In Italia e nel resto dell’Eurozona la crescita rallenta. Nel secondo trimestre del 2018 il pil italiano è cresciuto dello 0,2% sul trimestre e dell’1,1% su base annua. Numeri che tracciano il quadro di un’economia in “rallentamento”, spiega l’Istat, perché tra gennaio e marzo la crescita congiunturale era stata pari rispettivamente allo 0,3 e all’1,4 per cento. Nello stesso arco temporale, secondo Eurostat, la zona euro e della Ue-28 hanno fatto registrare un +0,3% e un +0,4%: l’area che ha adottato la moneta unica frena di uno 0,1% mentre resta stabile il ritmo di progresso dell’economia Ue.

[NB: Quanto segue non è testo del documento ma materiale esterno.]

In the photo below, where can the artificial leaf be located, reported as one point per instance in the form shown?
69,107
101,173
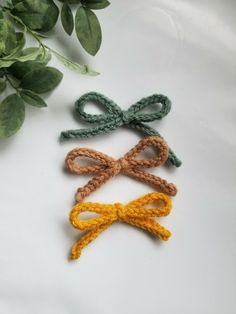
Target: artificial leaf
12,115
88,30
96,4
71,1
41,80
20,69
16,52
8,39
67,19
32,98
9,60
15,1
37,15
3,85
74,66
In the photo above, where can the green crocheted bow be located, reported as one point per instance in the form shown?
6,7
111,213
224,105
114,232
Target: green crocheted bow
116,117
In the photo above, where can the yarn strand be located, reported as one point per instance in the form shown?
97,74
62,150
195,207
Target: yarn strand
106,167
135,213
114,117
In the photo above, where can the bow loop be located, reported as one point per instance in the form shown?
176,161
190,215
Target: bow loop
146,102
161,202
111,108
106,167
115,117
104,215
100,161
161,152
133,213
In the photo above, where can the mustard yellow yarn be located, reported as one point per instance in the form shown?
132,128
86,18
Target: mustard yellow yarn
135,213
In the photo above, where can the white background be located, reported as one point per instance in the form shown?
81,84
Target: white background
186,50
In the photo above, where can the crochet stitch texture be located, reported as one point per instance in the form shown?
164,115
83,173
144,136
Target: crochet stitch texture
106,167
134,213
115,117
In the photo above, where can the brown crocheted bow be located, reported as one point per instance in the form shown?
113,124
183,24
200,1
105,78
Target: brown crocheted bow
107,167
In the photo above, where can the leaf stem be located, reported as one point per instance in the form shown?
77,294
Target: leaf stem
10,82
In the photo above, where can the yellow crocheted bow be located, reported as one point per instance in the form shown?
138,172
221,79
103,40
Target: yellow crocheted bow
135,213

L’economia italiana, quindi, continua a crescere più lentamente rispetto agli altri Paesi dell’Unione europea nonostante una frenata generalizzata. I dati diffusi dall’Istituto nazionale di statistica sono in linea con le previsioni di crescita della Commissione europea, che a metà luglio aveva limato sia le aspettative sull’Italia per il “timore o incertezza riaffioranti in materia di politica economica” che quelle dell’intera eurozona in virtù del quadro internazionale instabile a causa della volatilità dei mercati e delle tensioni commerciali legate ai dazi. Secondo Carlo Cottarelli, direttore dell’Osservatorio conti pubblici dell’università Cattolica, quest’anno “a meno di sorprese non si andrà oltre una crescita dell’1,0% o dell’1,1%” contro una “previsione ufficiale”, contenuta nellultimo Def del governo Gentiloni, dell’1,5% per quest’anno. Per Cottarelli occorre fare attenzione alle politiche da attuare, perché il ragionamento “cresciamo poco, allora aumentiamo la spesa e riduciamo le tasse in deficit” comporta molti rischi legati alle reazioni dei mercati.

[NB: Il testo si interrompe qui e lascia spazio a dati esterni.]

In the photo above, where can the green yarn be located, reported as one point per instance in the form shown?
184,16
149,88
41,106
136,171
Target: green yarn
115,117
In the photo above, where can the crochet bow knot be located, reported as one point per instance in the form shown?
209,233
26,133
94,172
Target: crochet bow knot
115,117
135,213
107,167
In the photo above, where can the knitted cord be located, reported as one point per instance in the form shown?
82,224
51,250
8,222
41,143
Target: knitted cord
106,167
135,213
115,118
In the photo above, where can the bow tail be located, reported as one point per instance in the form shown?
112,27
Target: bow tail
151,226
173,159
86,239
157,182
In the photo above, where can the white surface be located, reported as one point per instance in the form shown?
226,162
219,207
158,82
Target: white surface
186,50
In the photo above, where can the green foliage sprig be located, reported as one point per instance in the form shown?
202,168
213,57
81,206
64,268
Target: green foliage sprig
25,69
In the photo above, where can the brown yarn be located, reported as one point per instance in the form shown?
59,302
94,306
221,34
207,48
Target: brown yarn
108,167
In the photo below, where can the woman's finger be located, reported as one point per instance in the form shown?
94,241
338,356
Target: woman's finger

Per Lucio Poma, responsabile scientifico industria e innovazione di Nomisma, “il rallentamento segnato dall’economia italiana nel secondo trimestre 2018 (da 0,3 a 0,2%), unito al calo di 49mila occupati a giugno, delineano un mese coperto di nubi”. Il 2017 “aveva conferito nuova energia al sistema economico che non è stata adeguatamente sfruttata. Al momento manca una chiara politica economica di medio periodo che riesca a collocare con vigore il nostro paese nello scacchiere internazionale. Vi sono scommesse, energetiche, logistiche e di filiera produttiva internazionale che non possono essere giocate con localismi ed atteggiamenti di chiusura che rischiano di emarginare il paese rispetto alle complesse sfide globali. La produttività di un paese si misura ormai su scala globale e non più nazionale. In questa delicata fase è fondamentale mettere al primo posto dell’agenda del governo la crescita economica”.

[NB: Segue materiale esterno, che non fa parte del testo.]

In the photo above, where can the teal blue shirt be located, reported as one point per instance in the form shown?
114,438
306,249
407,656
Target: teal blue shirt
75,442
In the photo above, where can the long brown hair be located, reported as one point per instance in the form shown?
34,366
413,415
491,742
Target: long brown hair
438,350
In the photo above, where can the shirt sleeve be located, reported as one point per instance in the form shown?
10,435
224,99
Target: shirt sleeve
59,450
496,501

La variazione congiunturale, spiega l’Istat diffondendo le stime preliminari, è la sintesi di una diminuzione del valore aggiunto nel comparto dell’agricoltura, silvicoltura e pesca e di un aumento sia in quello dell’industria, sia in quello dei servizi. Dal lato della domanda, vi è un contributo positivo della componente nazionale (al lordo delle scorte) e un apporto negativo della componente estera netta. Con il risultato del secondo trimestre la durata dell’attuale fase di espansione dell’economia italiana raggiunge 16 trimestri, con una crescita complessiva nell’arco di questo periodo del 4,5%. Tuttavia, il livello del Pil risulta inferiore dello 0,7% rispetto al precedente picco del secondo trimestre del 2011 e del 5,4% rispetto al picco massimo del 2008.